Developers behind Bedford Armory extol project’s virtues

Stephon Johnson | 3/30/2017, 10:50 a.m.
Advocates for the Bedford Armory Development in Brooklyn have come out in support of the project.
Bedford Union Armory Wikipedia

Advocates for the Bedford Armory Development in Brooklyn have come out in support of the project.

Last week, it was reported that a New York Communities for Change study concluded that price guidelines for the affordable housing units set aside for the Bedford Armory Development would price out nonwhite Brooklynites.

BFC Partners, a real estate developer founded in 1985 by Donald Capoccia, Joseph Ferrara and Brandon Baron, is spearheading the Bedford Armory Development.

William Howard, president of the West Indian American Day Carnival Association, called the NYCC report misleading.

“This report is blatantly inaccurate and only shows that New York Communities for Change doesn’t speak for people of color in Crown Heights,” said Howard in a statement. “The new Armory will provide affordable resources needed to keep West Indian cultural activities thriving in our community for generations to come. A brighter future for the Carnival Parade directly benefits thousands of Crown Heights families of color who participate in the parade, our steelpan association and other Carnival Association activities.”

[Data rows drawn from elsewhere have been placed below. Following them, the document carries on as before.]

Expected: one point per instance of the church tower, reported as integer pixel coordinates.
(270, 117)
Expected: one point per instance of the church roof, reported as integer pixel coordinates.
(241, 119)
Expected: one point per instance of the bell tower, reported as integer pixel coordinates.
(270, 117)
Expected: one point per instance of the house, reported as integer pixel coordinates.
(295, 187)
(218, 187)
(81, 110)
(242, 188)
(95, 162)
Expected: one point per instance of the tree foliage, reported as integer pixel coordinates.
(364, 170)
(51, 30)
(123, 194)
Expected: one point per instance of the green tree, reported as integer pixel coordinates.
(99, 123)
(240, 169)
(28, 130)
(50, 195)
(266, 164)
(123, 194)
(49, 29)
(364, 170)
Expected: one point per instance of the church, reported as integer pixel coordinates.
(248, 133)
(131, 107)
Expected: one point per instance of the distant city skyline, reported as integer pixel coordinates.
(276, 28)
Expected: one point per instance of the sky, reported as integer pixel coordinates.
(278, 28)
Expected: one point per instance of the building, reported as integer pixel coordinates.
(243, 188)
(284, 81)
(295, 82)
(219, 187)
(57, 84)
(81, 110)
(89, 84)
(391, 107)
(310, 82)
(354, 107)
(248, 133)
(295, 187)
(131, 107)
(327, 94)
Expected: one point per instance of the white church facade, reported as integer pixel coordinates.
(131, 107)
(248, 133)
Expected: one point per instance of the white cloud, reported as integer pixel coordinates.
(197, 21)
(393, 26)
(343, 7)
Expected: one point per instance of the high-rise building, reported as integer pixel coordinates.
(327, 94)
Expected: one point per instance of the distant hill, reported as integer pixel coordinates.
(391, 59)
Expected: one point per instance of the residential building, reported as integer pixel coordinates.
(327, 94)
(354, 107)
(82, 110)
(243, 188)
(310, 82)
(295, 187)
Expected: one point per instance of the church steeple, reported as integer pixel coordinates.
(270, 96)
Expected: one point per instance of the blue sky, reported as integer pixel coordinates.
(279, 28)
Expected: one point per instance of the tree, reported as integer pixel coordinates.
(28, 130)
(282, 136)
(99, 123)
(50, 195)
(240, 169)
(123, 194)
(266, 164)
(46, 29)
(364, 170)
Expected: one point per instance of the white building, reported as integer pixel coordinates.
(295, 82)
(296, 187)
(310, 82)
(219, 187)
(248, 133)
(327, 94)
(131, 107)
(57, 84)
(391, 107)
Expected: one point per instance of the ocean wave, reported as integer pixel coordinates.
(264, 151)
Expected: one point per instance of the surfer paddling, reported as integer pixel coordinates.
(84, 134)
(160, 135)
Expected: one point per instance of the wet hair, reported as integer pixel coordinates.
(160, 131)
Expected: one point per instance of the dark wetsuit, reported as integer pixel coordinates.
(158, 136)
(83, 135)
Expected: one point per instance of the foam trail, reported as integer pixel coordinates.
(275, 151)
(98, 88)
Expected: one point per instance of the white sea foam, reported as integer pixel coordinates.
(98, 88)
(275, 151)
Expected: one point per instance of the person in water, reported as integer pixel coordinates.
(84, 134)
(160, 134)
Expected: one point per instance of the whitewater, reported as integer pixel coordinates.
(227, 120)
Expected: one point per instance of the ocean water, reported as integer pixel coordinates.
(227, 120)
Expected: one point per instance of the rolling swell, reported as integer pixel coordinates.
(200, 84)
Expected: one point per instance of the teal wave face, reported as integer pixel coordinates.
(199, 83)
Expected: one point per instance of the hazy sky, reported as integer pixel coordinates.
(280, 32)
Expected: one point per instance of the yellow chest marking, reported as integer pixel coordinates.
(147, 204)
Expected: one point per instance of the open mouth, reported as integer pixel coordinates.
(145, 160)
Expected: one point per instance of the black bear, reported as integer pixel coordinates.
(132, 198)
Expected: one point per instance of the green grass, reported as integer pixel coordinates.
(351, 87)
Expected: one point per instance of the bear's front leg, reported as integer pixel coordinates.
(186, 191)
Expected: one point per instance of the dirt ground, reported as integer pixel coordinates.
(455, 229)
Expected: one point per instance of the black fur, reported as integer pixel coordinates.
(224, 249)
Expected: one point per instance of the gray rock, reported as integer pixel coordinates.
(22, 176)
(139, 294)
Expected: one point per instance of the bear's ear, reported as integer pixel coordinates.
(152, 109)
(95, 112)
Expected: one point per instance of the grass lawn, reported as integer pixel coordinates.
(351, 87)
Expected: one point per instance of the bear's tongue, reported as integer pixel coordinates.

A representative for BFC Partners sent the AmNews information about the development, calling it a “three-prong project” that consists of housing, a 67,000 square-foot recreational center and 40,000 square feet of office space. Local organizations such as the Local Development Corporation of Crown Heights announced that they’re working with BFC on creating an “Affordable Housing Fund” that would support the creation of more affordable housing, tenant advocacy and housing education in Crown Heights.

According to BFC Partners, some of that office and community center space will be awarded to nonprofit organizations and small-business owners.

When it comes down to housing, according to NYCC’s report, with analysis based on the Economic Development Corporation in the Draft Scope of Work for an Environmental Impact Statement, if the proposed redevelopment project is completed, 83 percent of the total units would cost tenants or homeowners more than $2,200 (depending on the homeowners’ down-payment).

“I don’t accept this report because I know that revitalizing the Bedford-Union Armory will empower communities of color across Crown Heights,” said the Rev. Daryl Bloodsaw of the First Baptist Church of Crown Heights, in a statement. “It would be a huge mistake to kill this project. We must work together to make it a success for everyone in our neighborhood, regardless of their background.”